I agree that hospitals, like every other business in our peak industrial society, tend towards being maximized towards Efficiency rather than Resilience. However, since I've had a chronic, occasionally acute, medical condition my entire life, raised two children, taken care of more than my fair share of old people, etc. , I am not exactly a stranger to hospital emergency rooms, and this was something different and beyond. Medicine is a lot like education. Serious downside is you have no choice about dealing with the 20% of clients who are going to give you 80% of your problems. So, for instance, as might be statistically predicted, there was one mentally ill patient making trouble in the midst of all of the presumed Covid zombies, including me, when I was in the emergency room lobby. However, this hospital was in an affluent suburban zip code where I had been a substitute teacher at the high school for a semester, so I knew that it was likely to be not as overloaded with problem patients and or gunfire emergencies as some other locales. Analogous to how I know that in every teacher's lounge I visit as a substitute teacher, I will find teachers who are bitching about something, but it is only in the rough, chronically over-loaded inner city schools that I will find a 29 year old marathon runner who wishes she could do more for the kids she teaches, but tells me how she can't even date on Friday nights, because she falls asleep as soon as she gets home from school.

Also, one of the nurses told me that the nearest large hospital had stopped taking patients that evening, but they had to keep taking patients because they were a Level 1 center.
But regardless of whether either of our experiences are representative, if we are being told more hospital capacity is needed why is it not being added in large numbers? I only see two possible answers:

1) The people running things are incompetent - And this would be at the Federal, State and private health care levels, or

2) This is the way hospital administrators run hospitals and they don't see a need for a big capacity expansion.
3) The primary limiting factor in expansion is trained staff. Staff can't be trained quickly enough to provide resilience in face of epidemic.

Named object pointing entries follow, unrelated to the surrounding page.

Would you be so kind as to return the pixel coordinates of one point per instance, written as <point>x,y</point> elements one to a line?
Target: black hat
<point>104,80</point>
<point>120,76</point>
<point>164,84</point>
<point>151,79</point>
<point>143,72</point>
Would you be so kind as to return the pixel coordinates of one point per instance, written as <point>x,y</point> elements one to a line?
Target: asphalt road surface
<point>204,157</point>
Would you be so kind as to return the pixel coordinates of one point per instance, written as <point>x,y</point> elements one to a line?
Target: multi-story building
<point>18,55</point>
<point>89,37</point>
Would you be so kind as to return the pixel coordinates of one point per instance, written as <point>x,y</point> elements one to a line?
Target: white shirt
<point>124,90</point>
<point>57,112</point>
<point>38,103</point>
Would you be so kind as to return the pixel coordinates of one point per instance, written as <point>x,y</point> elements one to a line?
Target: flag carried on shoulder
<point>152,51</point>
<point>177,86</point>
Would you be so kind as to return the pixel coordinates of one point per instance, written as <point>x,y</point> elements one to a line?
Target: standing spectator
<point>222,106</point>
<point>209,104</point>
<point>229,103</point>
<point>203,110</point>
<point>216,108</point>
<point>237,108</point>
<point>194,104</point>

An entirely new area for emergency or observation patients who were not presumed Covid had been created out of what seemed to be a lobby or part of the former cafeteria. It was largely open air with just white curtains dividing the patient "rooms." This is where they wheeled me on Day 3 after my Covid test came back negative. I could hear everything going on at the nurse's station, so I knew that overnight 2 patients had been tested and moved from the open air Non-Covid area to the Presumed Covid area. I also knew that they were calling in substitute nurses from an agency. The nurse I had the following morning was new to the hospital. The "funniest" thing was that they had aides who appeared to me to be teenagers from the vocational education program at the high school training each other on how to apply EKG hookups.

Returning to my teaching analogy, the situation reminded me most of the time when I was substitute teaching in inner city area with extremely high proportion of recent immigrants, and I had to help with the 30 extra kids they weren't expecting to show up for kindergarten, half of whom couldn't speak English, and the air conditioner in the old building wasn't working and it was over 90, and the room they gave us had no supplies, and the lunch truck didn't show up. That same week I went to a champagne served Greening of the City event at a cultural center just a few miles away from the school. Humans at that event, who had for the most part come from elsewhere, were communicating that lack of organic food in school lunches was a problem that needed to be addressed. I might suggest that for every crisis situation there exists a similarly ill-informed because removed elite perspective.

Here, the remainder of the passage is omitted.